Sin embargo, era un luchador y decidió pelear para que accidentes como este nunca más sucedieran. Luego de años de estudio, descubrió que podía transformar a la nitroglicerina en algo mucho más estable. De esta manera, su fabricación y traslado sería más sencillo e increíblemente menos riesgoso. Impulsado por el dolor frente a la muerte de su hermano, un hombre había logrado salvar la vida de otros miles que ahora podrían manipular el explosivo sin que sus vidas corriesen riesgos. A mi me parece que esto es algo de lo que cualquiera debería sentirse orgulloso.

Tiempo después –no mucho tiempo, tan sólo un poco, porque las mentes perversas siempre son más rápidas y eficientes que las bondadosas–, los altos mandos militares descubrieron que aquel invento que había salvado tantas vidas podría quitar muchas más, así que decidieron utilizarlo como arma de guerra. Fue así como la dinamita se transformó en el explosivo que aniquilaría a más personas en la historia de la humanidad. Su creador, Alfredo Nobel, fue impulsado por los mejores sentimientos. Sin embargo, su invento se había vuelto contra él, como comprobó de manera bastante desagradable quince años antes de su muerte, cuando por error un periódico publicó su necrológica, en la cual lo recordaban como «el autodidacta que llevó a los hombres a la destrucción». Con la fuerza de espíritu que supo caracterizarlo, Alfredo Nobel decidió revertir esa imagen y donó su fortuna para la creación del prestigioso Premio Nobel, que galardona anualmente a las personas más destacadas en diversas ramas de la ciencia, la literatura y la política social.
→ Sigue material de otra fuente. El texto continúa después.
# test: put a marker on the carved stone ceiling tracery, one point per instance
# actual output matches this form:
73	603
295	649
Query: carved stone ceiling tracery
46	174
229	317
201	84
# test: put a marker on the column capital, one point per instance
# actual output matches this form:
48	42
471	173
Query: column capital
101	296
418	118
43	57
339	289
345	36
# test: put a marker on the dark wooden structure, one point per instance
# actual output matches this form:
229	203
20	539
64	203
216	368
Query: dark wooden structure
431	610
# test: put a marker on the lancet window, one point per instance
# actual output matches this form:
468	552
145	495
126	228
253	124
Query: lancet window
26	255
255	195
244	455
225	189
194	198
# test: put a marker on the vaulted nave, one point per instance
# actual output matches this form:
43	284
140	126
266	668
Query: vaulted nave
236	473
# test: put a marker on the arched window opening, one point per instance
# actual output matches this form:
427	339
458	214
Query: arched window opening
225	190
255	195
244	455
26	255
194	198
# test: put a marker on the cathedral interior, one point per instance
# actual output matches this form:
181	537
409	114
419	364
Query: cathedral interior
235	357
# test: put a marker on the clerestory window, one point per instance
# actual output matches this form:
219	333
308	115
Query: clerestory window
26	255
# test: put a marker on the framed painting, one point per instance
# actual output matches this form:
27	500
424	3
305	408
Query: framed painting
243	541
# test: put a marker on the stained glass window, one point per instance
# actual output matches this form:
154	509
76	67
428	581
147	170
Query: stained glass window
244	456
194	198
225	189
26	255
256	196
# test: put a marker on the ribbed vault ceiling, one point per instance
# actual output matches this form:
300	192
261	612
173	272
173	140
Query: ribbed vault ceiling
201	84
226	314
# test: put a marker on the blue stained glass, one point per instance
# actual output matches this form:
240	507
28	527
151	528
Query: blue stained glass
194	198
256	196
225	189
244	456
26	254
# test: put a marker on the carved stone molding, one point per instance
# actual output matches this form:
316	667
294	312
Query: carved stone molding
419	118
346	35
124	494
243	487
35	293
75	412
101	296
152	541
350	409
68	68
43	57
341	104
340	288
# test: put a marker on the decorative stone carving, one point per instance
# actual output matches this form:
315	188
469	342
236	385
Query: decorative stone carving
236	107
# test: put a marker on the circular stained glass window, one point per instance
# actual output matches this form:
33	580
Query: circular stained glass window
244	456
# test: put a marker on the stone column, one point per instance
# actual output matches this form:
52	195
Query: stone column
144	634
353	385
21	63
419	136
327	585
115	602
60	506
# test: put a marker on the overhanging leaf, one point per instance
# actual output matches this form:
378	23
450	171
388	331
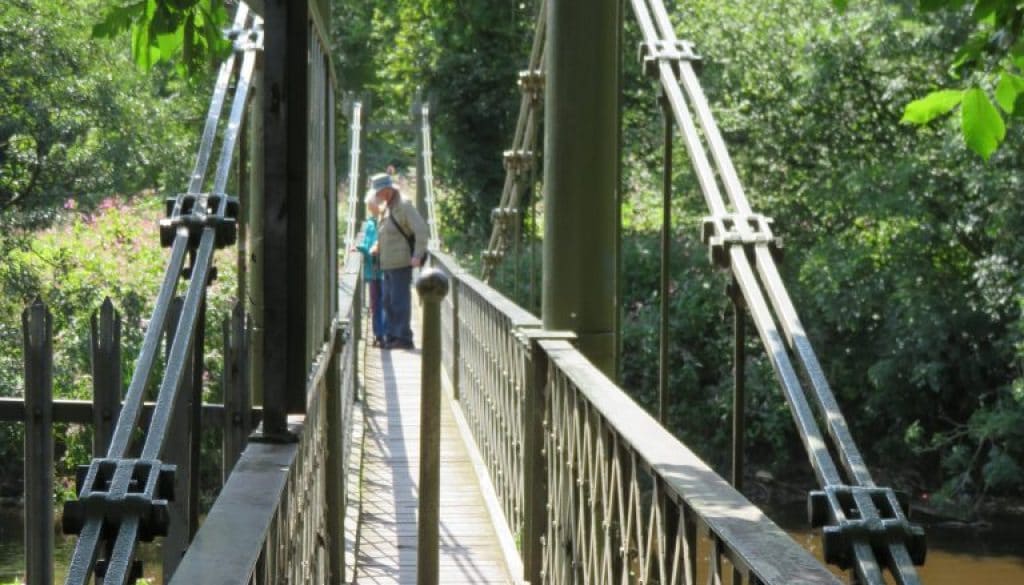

Desde que escuché por primera vez la historia de Alfredo Nobel, hay algo que viene dando vueltas en mi cabeza. ¿Por qué el periodista que redactó la necrológica echó la culpa a Alfredo Nobel de algo que él no había hecho? Bueno, resulta claro que no estaba muy bien informado y según dicen, tampoco lo movían las mejores intenciones, pero lo cierto es que nadie en su sano juicio culparía a Nobel por lo que otros hicieron con su idea, máxime cuando él la había gestado para evitar que sucediese exactamente lo contrario a lo que pasó.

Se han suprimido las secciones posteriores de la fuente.